Research Scientist · IHPC, A*STAR

Xinyu Yang

AI for science researcher working on physics foundation models, differentiable simulation, and agentic AI for scientific workflows.

Research thread

Structured inductive biases for trustworthy simulation, inverse design, and scientific decision support.

I am Xinyu Yang, a Research Scientist at the Institute of High Performance Computing (IHPC), Agency for Science, Technology and Research (A*STAR), Singapore, with a background in computational physics and simulation.

My research focuses on AI for science, particularly physics foundation models and agentic AI for scientific workflows. I work on methods that combine neural operators, graph-based formulations, structured physical kernels, and LLM-driven agents.
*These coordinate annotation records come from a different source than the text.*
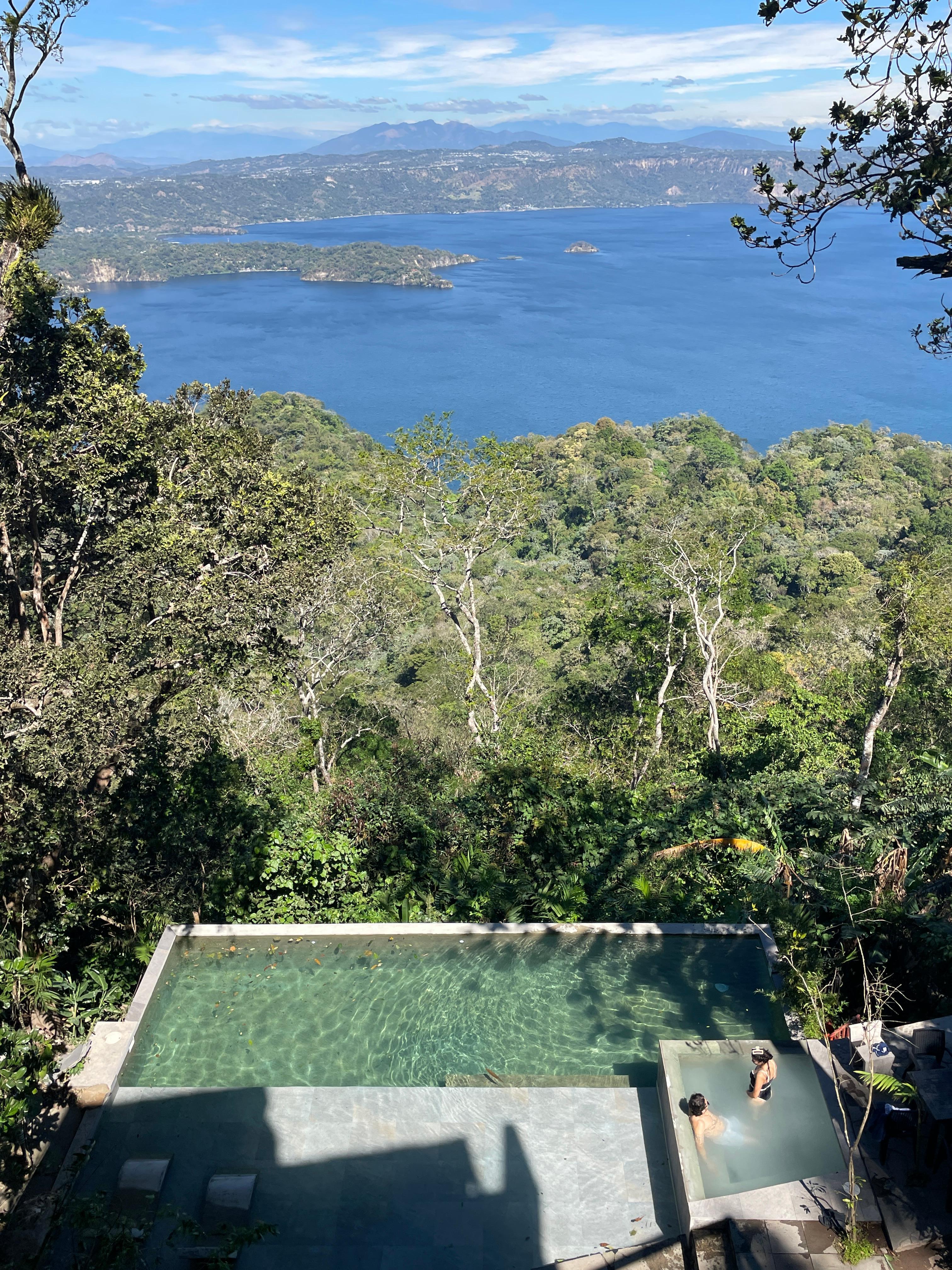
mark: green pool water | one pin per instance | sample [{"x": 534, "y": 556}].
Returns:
[{"x": 416, "y": 1010}]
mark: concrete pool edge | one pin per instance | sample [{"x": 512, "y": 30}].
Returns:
[{"x": 807, "y": 1199}]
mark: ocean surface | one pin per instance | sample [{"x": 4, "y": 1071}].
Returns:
[{"x": 672, "y": 315}]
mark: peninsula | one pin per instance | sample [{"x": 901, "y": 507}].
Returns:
[{"x": 84, "y": 260}]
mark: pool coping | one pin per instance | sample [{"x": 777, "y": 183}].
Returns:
[{"x": 209, "y": 930}]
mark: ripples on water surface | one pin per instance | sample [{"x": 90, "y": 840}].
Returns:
[
  {"x": 412, "y": 1011},
  {"x": 673, "y": 314}
]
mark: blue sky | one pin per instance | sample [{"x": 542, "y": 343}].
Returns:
[{"x": 305, "y": 69}]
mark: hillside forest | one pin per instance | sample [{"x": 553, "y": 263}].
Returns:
[{"x": 258, "y": 667}]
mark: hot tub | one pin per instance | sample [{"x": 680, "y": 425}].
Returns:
[{"x": 770, "y": 1145}]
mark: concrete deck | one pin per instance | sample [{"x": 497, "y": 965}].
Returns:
[{"x": 408, "y": 1179}]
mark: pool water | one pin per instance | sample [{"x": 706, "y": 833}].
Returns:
[
  {"x": 787, "y": 1138},
  {"x": 254, "y": 1011}
]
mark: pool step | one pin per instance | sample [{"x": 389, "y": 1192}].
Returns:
[{"x": 484, "y": 1081}]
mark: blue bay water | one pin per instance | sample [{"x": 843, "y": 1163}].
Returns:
[{"x": 672, "y": 315}]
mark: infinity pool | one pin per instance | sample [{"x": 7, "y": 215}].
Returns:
[{"x": 391, "y": 1010}]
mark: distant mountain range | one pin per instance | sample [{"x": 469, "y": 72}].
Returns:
[
  {"x": 176, "y": 146},
  {"x": 215, "y": 196},
  {"x": 427, "y": 135}
]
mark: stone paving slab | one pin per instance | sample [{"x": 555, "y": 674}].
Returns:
[
  {"x": 393, "y": 1179},
  {"x": 796, "y": 1246}
]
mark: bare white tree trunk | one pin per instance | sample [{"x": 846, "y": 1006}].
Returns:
[
  {"x": 672, "y": 665},
  {"x": 704, "y": 583},
  {"x": 894, "y": 673}
]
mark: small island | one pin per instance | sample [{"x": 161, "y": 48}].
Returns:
[{"x": 86, "y": 260}]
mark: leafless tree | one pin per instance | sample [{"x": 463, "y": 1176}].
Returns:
[
  {"x": 672, "y": 652},
  {"x": 334, "y": 629},
  {"x": 916, "y": 610},
  {"x": 446, "y": 507},
  {"x": 31, "y": 35},
  {"x": 702, "y": 567}
]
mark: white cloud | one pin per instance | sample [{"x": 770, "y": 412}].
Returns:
[
  {"x": 298, "y": 102},
  {"x": 492, "y": 58}
]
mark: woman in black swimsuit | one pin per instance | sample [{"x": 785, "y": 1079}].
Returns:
[{"x": 763, "y": 1074}]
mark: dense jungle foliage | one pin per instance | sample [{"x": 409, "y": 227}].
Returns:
[{"x": 257, "y": 667}]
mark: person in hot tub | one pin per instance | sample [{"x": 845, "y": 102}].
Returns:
[
  {"x": 763, "y": 1074},
  {"x": 707, "y": 1126}
]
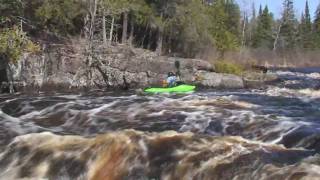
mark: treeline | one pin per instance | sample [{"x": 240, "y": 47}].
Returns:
[{"x": 176, "y": 27}]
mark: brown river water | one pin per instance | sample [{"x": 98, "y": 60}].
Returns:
[{"x": 271, "y": 133}]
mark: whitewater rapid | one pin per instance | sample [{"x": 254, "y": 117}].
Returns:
[{"x": 268, "y": 133}]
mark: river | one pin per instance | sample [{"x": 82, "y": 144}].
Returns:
[{"x": 267, "y": 133}]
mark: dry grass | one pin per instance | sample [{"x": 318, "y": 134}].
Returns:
[{"x": 269, "y": 58}]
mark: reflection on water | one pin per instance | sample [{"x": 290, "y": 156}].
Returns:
[{"x": 277, "y": 129}]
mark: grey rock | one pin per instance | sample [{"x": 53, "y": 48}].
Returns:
[
  {"x": 118, "y": 66},
  {"x": 215, "y": 80}
]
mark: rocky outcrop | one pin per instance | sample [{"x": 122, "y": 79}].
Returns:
[
  {"x": 215, "y": 80},
  {"x": 114, "y": 66}
]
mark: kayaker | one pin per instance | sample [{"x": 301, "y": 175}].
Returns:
[{"x": 171, "y": 79}]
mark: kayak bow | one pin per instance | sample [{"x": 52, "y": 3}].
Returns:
[{"x": 177, "y": 89}]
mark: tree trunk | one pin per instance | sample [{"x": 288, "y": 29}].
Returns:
[
  {"x": 111, "y": 30},
  {"x": 277, "y": 37},
  {"x": 10, "y": 79},
  {"x": 150, "y": 39},
  {"x": 124, "y": 28},
  {"x": 131, "y": 33},
  {"x": 160, "y": 40},
  {"x": 104, "y": 30}
]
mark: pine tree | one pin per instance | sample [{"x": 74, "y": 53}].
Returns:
[
  {"x": 288, "y": 30},
  {"x": 263, "y": 35},
  {"x": 305, "y": 29},
  {"x": 316, "y": 27}
]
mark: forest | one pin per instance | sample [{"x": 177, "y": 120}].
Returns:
[{"x": 184, "y": 28}]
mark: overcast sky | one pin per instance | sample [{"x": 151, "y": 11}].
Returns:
[{"x": 276, "y": 5}]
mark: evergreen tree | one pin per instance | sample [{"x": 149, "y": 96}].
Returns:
[
  {"x": 316, "y": 27},
  {"x": 263, "y": 35},
  {"x": 288, "y": 29},
  {"x": 305, "y": 29}
]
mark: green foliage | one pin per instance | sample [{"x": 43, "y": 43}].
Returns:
[
  {"x": 59, "y": 15},
  {"x": 223, "y": 35},
  {"x": 228, "y": 68},
  {"x": 264, "y": 31},
  {"x": 13, "y": 43},
  {"x": 316, "y": 28},
  {"x": 289, "y": 22},
  {"x": 305, "y": 30}
]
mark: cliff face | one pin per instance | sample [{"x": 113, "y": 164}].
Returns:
[{"x": 114, "y": 66}]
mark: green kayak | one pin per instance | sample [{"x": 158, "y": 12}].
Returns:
[{"x": 177, "y": 89}]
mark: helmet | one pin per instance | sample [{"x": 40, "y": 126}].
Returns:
[{"x": 170, "y": 74}]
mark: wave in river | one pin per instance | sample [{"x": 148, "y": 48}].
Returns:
[{"x": 167, "y": 155}]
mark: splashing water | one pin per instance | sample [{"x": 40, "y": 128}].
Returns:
[{"x": 245, "y": 134}]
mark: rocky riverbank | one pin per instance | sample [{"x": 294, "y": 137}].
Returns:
[{"x": 64, "y": 66}]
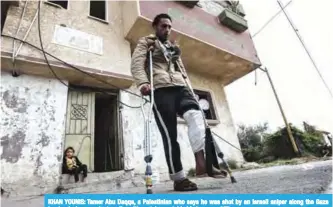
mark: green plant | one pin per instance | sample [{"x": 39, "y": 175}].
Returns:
[{"x": 250, "y": 138}]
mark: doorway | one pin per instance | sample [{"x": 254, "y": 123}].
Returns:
[
  {"x": 106, "y": 139},
  {"x": 92, "y": 128}
]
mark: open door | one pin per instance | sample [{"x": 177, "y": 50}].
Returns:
[{"x": 80, "y": 126}]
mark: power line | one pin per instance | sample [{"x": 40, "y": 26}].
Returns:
[
  {"x": 305, "y": 48},
  {"x": 54, "y": 73},
  {"x": 82, "y": 71},
  {"x": 271, "y": 19}
]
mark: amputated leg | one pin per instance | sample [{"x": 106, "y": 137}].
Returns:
[
  {"x": 166, "y": 120},
  {"x": 196, "y": 133}
]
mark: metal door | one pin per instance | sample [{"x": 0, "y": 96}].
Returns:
[{"x": 80, "y": 123}]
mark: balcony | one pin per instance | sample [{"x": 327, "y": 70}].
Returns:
[{"x": 208, "y": 47}]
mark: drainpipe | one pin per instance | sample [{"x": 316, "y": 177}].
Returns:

Across these systems, I care most about structured inductive biases: choosing architectures that align learning dynamics with physical principles, and turning them into trustworthy tools for simulation, inverse design, and scientific decision support.

Research themes

What the work is organized around

The current arc of my work connects AI for science with deployable systems for scientific use.

01

Physics foundation models

Studying how models represent physical laws, from mechanistic discovery in orbital dynamics to differentiable solvers for electromagnetics.

02

Structured physical kernels

Designing architectures where neural operators, graph-based formulations, and fixed update rules are chosen to match the structure of the underlying physics.

03

Scientific workflow systems

Building agentic and knowledge-centric tools that help researchers run simulations, organize sources, and turn outputs into reusable scientific infrastructure.

Selected work

Writing, models, and scientific systems

A small set of essays and systems that best captures how the research turns into working artifacts.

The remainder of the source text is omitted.